Tiempo suspendido | Suspended Time: Myrna Báez and Norma Vila Rivero

Myrna Báez (Puerto Rican, 1931-2018)
Noche de luna (Moonlit Night), 1990
Screen print, edition of 75
30 x 44 inches (sheet)
Gift of the estate of Myrna Báez González

Myrna Báez (Puerto Rican, 1931-2018)
Pausa (Pause), 1989
Screen print, 61/75
41 ½ x 39 ½ inches (sheet)
Gift of the estate of Myrna Báez González

Norma Vila Rivero (Puerto Rican, b. 1982)
Visit Cueva Ventana: A Breathtaking Window to the Past, 2021
Archival pigment print on Moab Entrada Bright Paper mounted on Styrene, edition 1/5
24 x 36 inches
Courtesy of the artist

Norma Vila Rivero (Puerto Rican, b. 1982)
The Arecibo Observatory Collapse: an ignominious end to interstellar dreams, 2021
Archival pigment print on Moab Entrada Bright Paper mounted on Styrene, edition 1/5
40 x 30 inches
Courtesy of the artist

Tiempo suspendido | Suspended Time: Myrna Báez and Norma Vila Rivero

August 14, 2021 to December 19, 2021

The work of Myrna Báez (Puerto Rican, 1931-2018) and Norma Vila Rivero (Puerto Rican, born 1982) is a poetic meditation on the relationship between figure and landscape in Puerto Rico, a place where identity and nature are closely connected. Silkscreen and woodcut prints by Báez and new photographs by Vila Rivero present dramatic vistas charged with presence, absence, and memory. Images of stillness and solitude explore the psychological significance of the island’s natural environment and its imprint on the body. 

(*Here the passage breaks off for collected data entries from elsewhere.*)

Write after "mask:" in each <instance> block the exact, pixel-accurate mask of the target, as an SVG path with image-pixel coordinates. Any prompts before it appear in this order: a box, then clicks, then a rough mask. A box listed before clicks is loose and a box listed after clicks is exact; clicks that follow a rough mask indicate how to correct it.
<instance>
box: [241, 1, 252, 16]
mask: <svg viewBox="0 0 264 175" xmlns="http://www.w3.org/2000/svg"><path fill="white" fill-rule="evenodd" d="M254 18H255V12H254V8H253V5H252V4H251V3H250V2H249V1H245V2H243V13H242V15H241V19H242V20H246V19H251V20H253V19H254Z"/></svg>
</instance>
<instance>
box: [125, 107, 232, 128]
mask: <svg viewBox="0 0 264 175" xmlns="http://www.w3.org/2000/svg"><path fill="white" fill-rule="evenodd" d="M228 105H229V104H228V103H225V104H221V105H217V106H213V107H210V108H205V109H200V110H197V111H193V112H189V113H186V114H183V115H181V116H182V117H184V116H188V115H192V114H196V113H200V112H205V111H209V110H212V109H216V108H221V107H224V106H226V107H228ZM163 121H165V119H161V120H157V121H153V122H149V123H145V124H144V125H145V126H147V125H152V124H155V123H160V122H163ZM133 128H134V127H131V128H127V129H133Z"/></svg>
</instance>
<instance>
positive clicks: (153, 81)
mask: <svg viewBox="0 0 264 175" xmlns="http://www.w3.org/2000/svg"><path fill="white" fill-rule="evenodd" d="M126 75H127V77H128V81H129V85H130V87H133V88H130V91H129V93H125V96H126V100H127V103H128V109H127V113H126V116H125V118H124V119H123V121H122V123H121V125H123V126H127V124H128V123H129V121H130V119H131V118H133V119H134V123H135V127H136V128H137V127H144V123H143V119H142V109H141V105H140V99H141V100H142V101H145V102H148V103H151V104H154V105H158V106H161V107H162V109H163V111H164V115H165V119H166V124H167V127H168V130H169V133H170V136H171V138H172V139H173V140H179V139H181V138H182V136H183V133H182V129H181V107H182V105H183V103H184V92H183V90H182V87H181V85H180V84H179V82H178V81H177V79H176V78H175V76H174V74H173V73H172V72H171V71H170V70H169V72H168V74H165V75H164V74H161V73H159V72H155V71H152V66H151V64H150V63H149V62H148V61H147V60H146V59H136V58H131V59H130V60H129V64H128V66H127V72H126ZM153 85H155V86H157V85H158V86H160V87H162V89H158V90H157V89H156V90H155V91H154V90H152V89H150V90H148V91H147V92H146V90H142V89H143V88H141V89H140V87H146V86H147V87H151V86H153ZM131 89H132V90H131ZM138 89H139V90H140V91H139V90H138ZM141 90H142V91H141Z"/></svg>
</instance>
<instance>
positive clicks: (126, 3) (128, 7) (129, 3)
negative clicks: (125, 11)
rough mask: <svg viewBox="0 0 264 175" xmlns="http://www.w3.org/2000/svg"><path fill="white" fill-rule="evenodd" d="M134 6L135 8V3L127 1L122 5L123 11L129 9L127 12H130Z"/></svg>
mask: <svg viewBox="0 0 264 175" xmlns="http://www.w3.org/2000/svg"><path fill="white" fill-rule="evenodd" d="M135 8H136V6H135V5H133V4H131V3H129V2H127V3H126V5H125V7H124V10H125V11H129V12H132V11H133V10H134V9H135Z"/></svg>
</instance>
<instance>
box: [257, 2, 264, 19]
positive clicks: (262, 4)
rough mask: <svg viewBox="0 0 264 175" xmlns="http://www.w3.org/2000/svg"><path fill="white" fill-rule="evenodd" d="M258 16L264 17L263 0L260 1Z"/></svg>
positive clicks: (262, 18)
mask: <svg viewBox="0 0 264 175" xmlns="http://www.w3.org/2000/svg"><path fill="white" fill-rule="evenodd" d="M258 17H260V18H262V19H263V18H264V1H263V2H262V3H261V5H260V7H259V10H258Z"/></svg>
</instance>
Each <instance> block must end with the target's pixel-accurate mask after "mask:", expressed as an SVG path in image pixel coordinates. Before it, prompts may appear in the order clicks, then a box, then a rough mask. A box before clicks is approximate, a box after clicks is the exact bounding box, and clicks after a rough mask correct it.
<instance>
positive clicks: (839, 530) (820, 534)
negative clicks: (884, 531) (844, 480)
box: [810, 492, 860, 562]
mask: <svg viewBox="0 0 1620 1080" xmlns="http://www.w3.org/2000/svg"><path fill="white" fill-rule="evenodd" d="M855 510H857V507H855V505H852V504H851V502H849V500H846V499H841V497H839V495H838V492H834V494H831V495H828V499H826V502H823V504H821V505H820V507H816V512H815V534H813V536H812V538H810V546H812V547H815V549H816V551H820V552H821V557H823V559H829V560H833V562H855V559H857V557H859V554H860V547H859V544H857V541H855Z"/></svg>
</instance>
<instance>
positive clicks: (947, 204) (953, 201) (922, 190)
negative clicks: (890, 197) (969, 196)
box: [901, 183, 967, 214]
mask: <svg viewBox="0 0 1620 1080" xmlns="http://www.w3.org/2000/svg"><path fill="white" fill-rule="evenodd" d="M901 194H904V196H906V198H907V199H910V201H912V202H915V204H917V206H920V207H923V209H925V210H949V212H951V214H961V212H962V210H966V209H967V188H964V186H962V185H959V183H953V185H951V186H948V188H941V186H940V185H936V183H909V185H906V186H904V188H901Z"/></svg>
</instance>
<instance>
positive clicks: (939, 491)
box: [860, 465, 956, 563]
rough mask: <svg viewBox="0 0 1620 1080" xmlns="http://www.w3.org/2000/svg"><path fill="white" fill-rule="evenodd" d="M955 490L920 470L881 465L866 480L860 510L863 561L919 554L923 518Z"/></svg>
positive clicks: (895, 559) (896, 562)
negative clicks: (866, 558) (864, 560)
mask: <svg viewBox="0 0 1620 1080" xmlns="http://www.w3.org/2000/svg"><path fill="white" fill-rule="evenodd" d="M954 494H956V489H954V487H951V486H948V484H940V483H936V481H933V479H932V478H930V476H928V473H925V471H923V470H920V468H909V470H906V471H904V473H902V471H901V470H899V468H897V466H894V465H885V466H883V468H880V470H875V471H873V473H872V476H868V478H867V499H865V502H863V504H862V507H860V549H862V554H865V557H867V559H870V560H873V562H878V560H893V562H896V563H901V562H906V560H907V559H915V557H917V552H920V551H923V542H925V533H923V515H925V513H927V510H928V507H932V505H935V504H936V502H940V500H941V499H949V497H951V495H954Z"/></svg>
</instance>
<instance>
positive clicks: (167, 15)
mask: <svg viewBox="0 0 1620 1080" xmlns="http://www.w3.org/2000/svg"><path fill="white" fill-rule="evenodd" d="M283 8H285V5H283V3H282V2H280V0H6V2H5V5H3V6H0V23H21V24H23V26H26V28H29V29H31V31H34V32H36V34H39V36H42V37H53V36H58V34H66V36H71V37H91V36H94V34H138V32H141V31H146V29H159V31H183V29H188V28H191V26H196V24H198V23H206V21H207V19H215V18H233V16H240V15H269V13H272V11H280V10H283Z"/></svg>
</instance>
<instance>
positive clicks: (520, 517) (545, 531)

Myrna Báez’s atmospheric scenes speak intimately of contemplation and introspection on the threshold of Puerto Rico’s dramatic topography and skies. She charged her images with the spirit and thrust of nature and self-composed individuality, which related to her lifelong advocacy for environmental conservation and self-determination. Windows and other framing devices activate an interplay between interior and exterior spaces, reality and projections of the imagination. Báez exalted and reveled in nuances of light and color that convey a specific time of day, mood, and climatic condition. 

Norma Vila Rivero's work offers a critical look at the transformation of Puerto Rico’s environment. Inspired by two themes, landscape and absence, she conveys a wake-up call about the effects of economic growth on environmental sustainability and the island’s inhabitants. This selection of new works, from her ongoing research project "A Metaphor Against Oblivion," records the aftereffects of disproportionate development without long-term planning and the privatization and subsequent overexploitation of natural resources. This type of development usually prioritizes foreigners over citizens. Working with the metaphor “the skin of memory,” Vila Rivero stencils onto the backs of family, friends, and colleagues a representation of the absence that lingers in the individual and collective memory of Puerto Ricans. After this, she photographs the person marked by the memory of what no longer exists in the corresponding place, and the image serves as a testimonial or record of the specific event.

Tiempo suspendido | Suspended Time celebrates the recent gift of ten silkscreen and woodcut prints by Myrna Báez from the artist’s estate to the Jordan Schnitzer Museum of Art. The museum extends its gratitude to Margarita Fernández Zavala, Dessie Martínez, and Teresa Brigantti Bengochea for facilitating the donation to the JSMA’s collection. New work by Norma Vila Rivero from her series “A Metaphor Against Oblivion” is supported in part by the National Association of Latino Arts and Cultures (NALAC), the Andrew W. Mellon Foundation, the Ford Foundation, Southwest Airlines, and the Surdna Foundation through a grant from the NALAC Fund for the Arts Grant Program.